Hunter is unquestionably the most talented player Bennett has ever coached in Charlottesville. Ty Jerome is a killer that is going to spend 10 years playing in the NBA. Guy is one of the very best shooters in America. This frontline has the talent and the versatility to play big, to space the floor, to play small and to be uber-switchable, all based on which of the other four frontcourt pieces are playing.

If Bennett is going to finally end his Final Four-less run, this is the year that it would be the most likely to happen.

But to get over that final hurdle, there was always going to be a night where Virginia had to survive a game they could have, or should have, lost.

Like Duke with UCF, this was probably that night.

Guy finally ended his streak of missing 16 straight threes, but that doesn’t been that he was good on Thursday night. He wasn’t. He shot 4-for-15 from the floor and 2-for-11 from three, missing a handful of wide-open looks and throwing a couple of makeable shots off the backboard. Hunter wasn’t much better. He was 4-for-13 from the floor and 1-for-6 from three, tossing up a couple of the worst misses that you’ll ever see from a 45 percent three-point shooter.

Virginia’s bench was unusable, Louis King was on fire and this looked like the end when Clark made the plays he made. He finished with 12 points and six assists, a massive boost for a team that doesn’t expect to get much of anything out of Clark.

The truth is this: Clark is certainly not a zero -- he is a pest defensively, he doesn’t turn the ball over and he has made some threes this year -- but I think that it is fair to say that the most valuable thing he does for this team right now is that he allows Jerome to play off the ball, where he’s his most effective. There are no other playable guards in the Virginia rotation. There’s Jerome, there’s Guy and there’s Clark.

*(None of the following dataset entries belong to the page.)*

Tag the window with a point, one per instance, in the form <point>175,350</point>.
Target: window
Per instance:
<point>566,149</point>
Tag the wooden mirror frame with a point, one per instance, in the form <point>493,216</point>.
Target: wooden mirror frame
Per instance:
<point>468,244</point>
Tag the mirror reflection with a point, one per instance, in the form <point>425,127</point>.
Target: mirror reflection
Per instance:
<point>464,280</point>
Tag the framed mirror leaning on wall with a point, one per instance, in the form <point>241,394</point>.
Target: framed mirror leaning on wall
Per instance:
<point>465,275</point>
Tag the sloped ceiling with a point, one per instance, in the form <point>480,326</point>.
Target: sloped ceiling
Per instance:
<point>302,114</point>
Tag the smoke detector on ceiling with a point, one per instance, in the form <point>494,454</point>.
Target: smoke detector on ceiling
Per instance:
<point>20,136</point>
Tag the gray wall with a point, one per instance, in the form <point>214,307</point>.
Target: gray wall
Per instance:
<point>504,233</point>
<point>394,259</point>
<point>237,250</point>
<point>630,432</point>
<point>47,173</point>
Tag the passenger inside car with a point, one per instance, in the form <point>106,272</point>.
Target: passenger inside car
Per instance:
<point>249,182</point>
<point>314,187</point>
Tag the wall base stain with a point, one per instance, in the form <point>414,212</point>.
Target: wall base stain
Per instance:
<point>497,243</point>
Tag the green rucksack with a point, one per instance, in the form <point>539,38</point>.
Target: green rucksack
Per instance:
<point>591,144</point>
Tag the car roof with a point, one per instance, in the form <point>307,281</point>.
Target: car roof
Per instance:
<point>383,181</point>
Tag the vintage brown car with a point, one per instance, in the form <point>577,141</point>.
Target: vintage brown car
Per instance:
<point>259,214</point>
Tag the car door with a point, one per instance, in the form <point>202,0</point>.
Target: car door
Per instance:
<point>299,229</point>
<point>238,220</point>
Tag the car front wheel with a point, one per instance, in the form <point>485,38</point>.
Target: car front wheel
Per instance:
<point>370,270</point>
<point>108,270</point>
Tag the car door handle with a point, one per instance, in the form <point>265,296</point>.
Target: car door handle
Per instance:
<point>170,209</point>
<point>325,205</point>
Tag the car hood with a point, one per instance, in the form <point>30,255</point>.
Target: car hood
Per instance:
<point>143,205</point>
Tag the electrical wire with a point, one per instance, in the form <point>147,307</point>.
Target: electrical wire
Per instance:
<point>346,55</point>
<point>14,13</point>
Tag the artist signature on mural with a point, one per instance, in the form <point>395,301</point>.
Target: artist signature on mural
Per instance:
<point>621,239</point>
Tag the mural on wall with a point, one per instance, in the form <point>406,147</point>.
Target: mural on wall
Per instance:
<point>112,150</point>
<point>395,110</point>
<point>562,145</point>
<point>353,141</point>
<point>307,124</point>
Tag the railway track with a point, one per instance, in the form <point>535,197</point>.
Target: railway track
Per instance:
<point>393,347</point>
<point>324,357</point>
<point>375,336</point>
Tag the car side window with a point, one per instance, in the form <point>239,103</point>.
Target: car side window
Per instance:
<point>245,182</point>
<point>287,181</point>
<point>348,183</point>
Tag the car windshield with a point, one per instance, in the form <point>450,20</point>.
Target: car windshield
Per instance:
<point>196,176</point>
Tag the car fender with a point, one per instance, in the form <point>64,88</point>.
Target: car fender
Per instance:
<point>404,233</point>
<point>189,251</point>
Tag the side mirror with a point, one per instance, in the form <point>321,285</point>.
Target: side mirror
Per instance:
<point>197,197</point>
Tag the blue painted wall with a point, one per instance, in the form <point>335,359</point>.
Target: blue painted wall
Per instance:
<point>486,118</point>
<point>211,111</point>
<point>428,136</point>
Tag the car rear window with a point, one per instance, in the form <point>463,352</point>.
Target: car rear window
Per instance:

Put another way, Tony Bennett was heading into a Sweet 16 matchup thinking about how Clark was going to get his program back to the Elite 8 for the first time since they blew a 15 point lead to Syracuse in the final eight minutes.

But that’s where we are right now.

And if this is the season that finally gets the Final Four monkey off of Virginia’s back, then everyone on that campus is going to have Clark to thank.